Alcohol and gambling companies and their lobby groups collectively made $2.165 million worth of donations to the Labor, Liberal and National parties and their associated entities in the last financial year, an increase from $1.535 million the previous year.
These donations were split almost equally between Labor and the Coalition with Labor receiving $1.12 million and the Liberal and National parties receiving $1.05 million.
The Liberal–National Coalition, commonly known simply as “the Coalition” or informally as the LNP, is an alliance of centre-right political parties that forms one of the two major groupings in Australian federal politics, according to Wikipedia.
The 2022 Australian federal election was held on Saturday May 21, 2022. The incumbent Liberal/National Coalition government, led by Prime Minister Scott Morrison, sought to win a fourth consecutive term in office but was defeated by the opposition, the Labor Party, led by Anthony Albanese, according to Wikipedia. The Australian Labor Party achieved a majority government for the first time since 2007, winning 77 seats in the House of Representatives. Albanese was sworn in as Prime Minister on May 23, 2022.
The Australian Electoral Commission (AEC) published an analysis of disclosure returns revealing the unprecedented lobbying spending of health harmful industries.
Alcohol and gambling companies and their lobby front groups donated $2.165 million to Australia’s major political parties in 2021-22.
This level of spending on lobbying represents a 40% increase compared to the previous year.
Foundation for Alcohol Research and Education (FARE) CEO Caterina Giorgi and Alliance for Gambling Reform (AGR) CEO Carol Bennett jointly called for political donations by alcohol and gambling companies to be banned to ensure that community views are prioritised in policy discussions about proposed reforms that would affect them.

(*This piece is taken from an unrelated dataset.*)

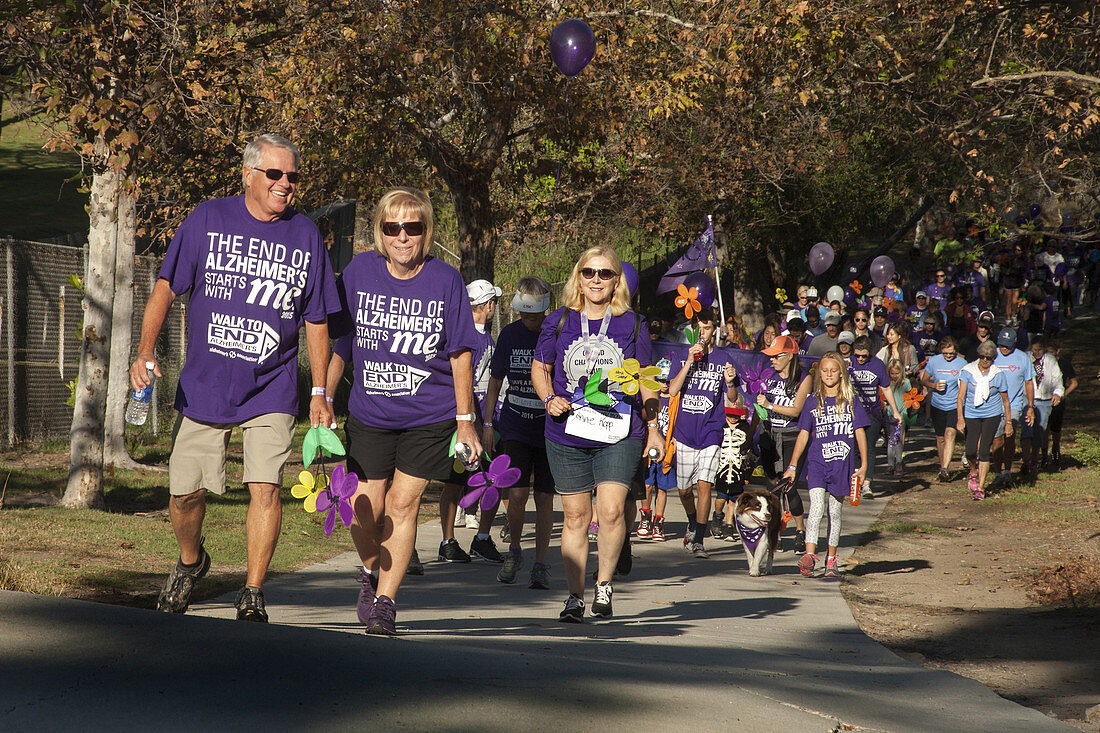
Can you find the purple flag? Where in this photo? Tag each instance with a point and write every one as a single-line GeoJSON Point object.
{"type": "Point", "coordinates": [700, 255]}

Foundation for Alcohol Research and Education (FARE) CEO Caterina Giorgi said, according to Callum Foote reporting via Michael West Media:
When alcohol and gambling companies are allowed to donate large amounts to political parties, it creates a power imbalance, giving these companies greater access to politicians than the members of the community that they are elected to represent.”Caterina Giorgi, CEO, FARE
Companies and lobby groups with interests in both alcohol and gambling disclosed $905,000 worth of donations in 2021-22, while entities that profit from gambling but not alcohol and their lobby groups disclosed $678,000. Entities that profit from selling alcoholic products but not from gambling, and their lobby groups, disclosed $583,000.
Alliance for Gambling Reform (AGR) CEO Carol Bennett said, according to Callum Foote reporting via Michael West Media:
The huge increase in the number and value of donations from alcohol and gambling companies and their lobby groups to the major political parties is concerning. The community expects politicians to make decisions that are in the public interest and not influenced by donations made by these companies.
The Labor and Liberal parties exclude tobacco donations. They could extend this to alcohol and gambling companies tomorrow if they wanted to. Like tobacco, alcohol and gambling cause significant health and social harms to Australians.”Carol Bennett, CEO, Alliance for Gambling Reform (AGR)
FARE CEO Caterina Giorgi said it was concerning that alcohol and gambling companies were still allowed to make political donations in Australia, calling for donations from alcohol companies to be banned.
Political donations from alcohol and gambling companies need to be banned if policies are to be prioritised that put the health, safety and wellbeing of the community ahead of the interests of these companies and their lobby groups,” Ms Giorgi said, as per FARE’s media release.Caterina Giorgi, CEO, FARE
FARE and AGR analysed the annual returns of alcohol and gambling companies lodged with the AEC under mandatory disclosure laws with data released on February 1, tallying donations to the three major parties and their associated entities in 2021-22.
This analysis examined the Detailed Receipts data from the AEC and is likely to underrepresent the total donations made from these industries. Previous research has also shown that there is a considerable amount of “dark donations” made to parties that are not required to be disclosed because they are below the threshold, which was $14,500 in 2021-22 and is $15,200 for the current financial year.
The alcohol industry is leading in spending on lobbying
A groundbreaking modeling study published in January 2023 revealed the volume of lobbying and political donations by health harmful industries in Australia. It also shed light on changes over time in how, for instance alcohol companies conduct lobbying.
For example, the researchers found that between July 2014 and December 2020, NSW ministers had 20,607 meetings, of which 634 meetings were with health harmful industries.
- Gambling (n = 331),
- Alcohol (n = 158),
- Ultra-processed foods (n = 142), and
- Tobacco (n = 3).
And between 1998 and 2020, a total of $576,519,472 disclosed donations were made to political parties and other entities, of which $35,823,937 were from health harmful industries.
- Alcohol ($14,329,566),
- Gambling ($10,966,200),
- Ultra-processed foods ($6,144,679), and
- Tobacco ($4,383,492).
- The Liberal party was the largest recipient of harmful industry donations, with most coming from the alcohol industry followed by gambling, ultra-processed foods and tobacco.